Amnesty International a dénoncé une « parodie de justice », soulignant que le cas d’Ahmed Souab illustre « de manière alarmante les pratiques autoritaires » visant à faire taire les voix critiques : avocats, journalistes et défenseurs des droits humains qui dénoncent les atteintes à l’indépendance de la justice et les excès du pouvoir exécutif.
Le même jour, la répression s’est élargie : le média d’investigation indépendant Nawaat a été suspendu pour un mois, comme plusieurs ONG emblématiques. L’Association tunisienne des femmes démocrates (ATFD) et le Forum tunisien des droits économiques et sociaux (FTDES) ont subi le même sort, sous prétexte d’irrégularités administratives.
Ce durcissement intervient dans un climat social tendu, marqué par des manifestations à Gabès contre la pollution industrielle. Les habitants, victimes d’intoxications liées aux émissions du Groupe chimique tunisien, ont ramené la contestation dans la rue.
Le signal venu de Gabès, et le soutien affiché des associations aux populations locales, semblent avoir précipité la riposte du pouvoir. Ces ONG, pourtant légales, sont accusées — selon le refrain classique des régimes autoritaires — de recevoir des financements étrangers.
Un pays “sous emprise”
La pression sur les médias et les acteurs civiques apparaît désormais comme une tentative de neutraliser les relais de la contestation sociale et d’empêcher l’émergence d’un front citoyen unifié. Depuis son coup de force du 25 juillet 2021, lors duquel il s’est arrogé les pleins pouvoirs, le président Kaïs Saïed mène une entreprise de démantèlement systématique des avancées démocratiques en Tunisie.
Dans une tribune publiée en mai dernier par Le Monde, Kamel Jendoubi, ancien ministre des Droits de l’homme, dresse un constat accablant : « La Tunisie n’est pas simplement en crise.
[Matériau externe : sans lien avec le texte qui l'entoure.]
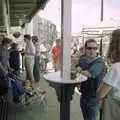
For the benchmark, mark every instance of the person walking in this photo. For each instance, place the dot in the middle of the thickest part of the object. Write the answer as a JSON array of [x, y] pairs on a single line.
[[91, 66], [56, 53], [109, 90], [36, 70], [29, 61]]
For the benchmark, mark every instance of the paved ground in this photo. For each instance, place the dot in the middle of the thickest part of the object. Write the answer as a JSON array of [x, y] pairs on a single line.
[[49, 111]]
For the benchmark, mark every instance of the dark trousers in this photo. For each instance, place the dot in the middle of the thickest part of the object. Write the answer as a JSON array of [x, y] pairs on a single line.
[[90, 107]]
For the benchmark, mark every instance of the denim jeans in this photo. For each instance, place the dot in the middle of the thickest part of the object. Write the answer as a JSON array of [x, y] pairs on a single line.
[[90, 107]]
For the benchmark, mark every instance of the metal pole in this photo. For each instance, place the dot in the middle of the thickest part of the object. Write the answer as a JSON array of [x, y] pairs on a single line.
[[102, 10], [101, 19], [66, 6]]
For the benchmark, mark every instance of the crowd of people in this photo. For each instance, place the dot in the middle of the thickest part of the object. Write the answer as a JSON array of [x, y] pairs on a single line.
[[100, 90], [100, 93]]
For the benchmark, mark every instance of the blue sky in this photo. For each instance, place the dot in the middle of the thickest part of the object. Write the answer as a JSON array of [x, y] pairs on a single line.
[[85, 12]]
Elle est sous emprise. Depuis le 25 juillet 2021, Kaïs Saïed a installé un régime personnel, brutal, délirant, qui écrase tout sur son passage : les institutions, la justice, les libertés, les consciences. Il n’a ni programme, ni vision, ni boussole – rien qu’une haine froide, nourrie de vengeance, brandie comme unique projet politique. ».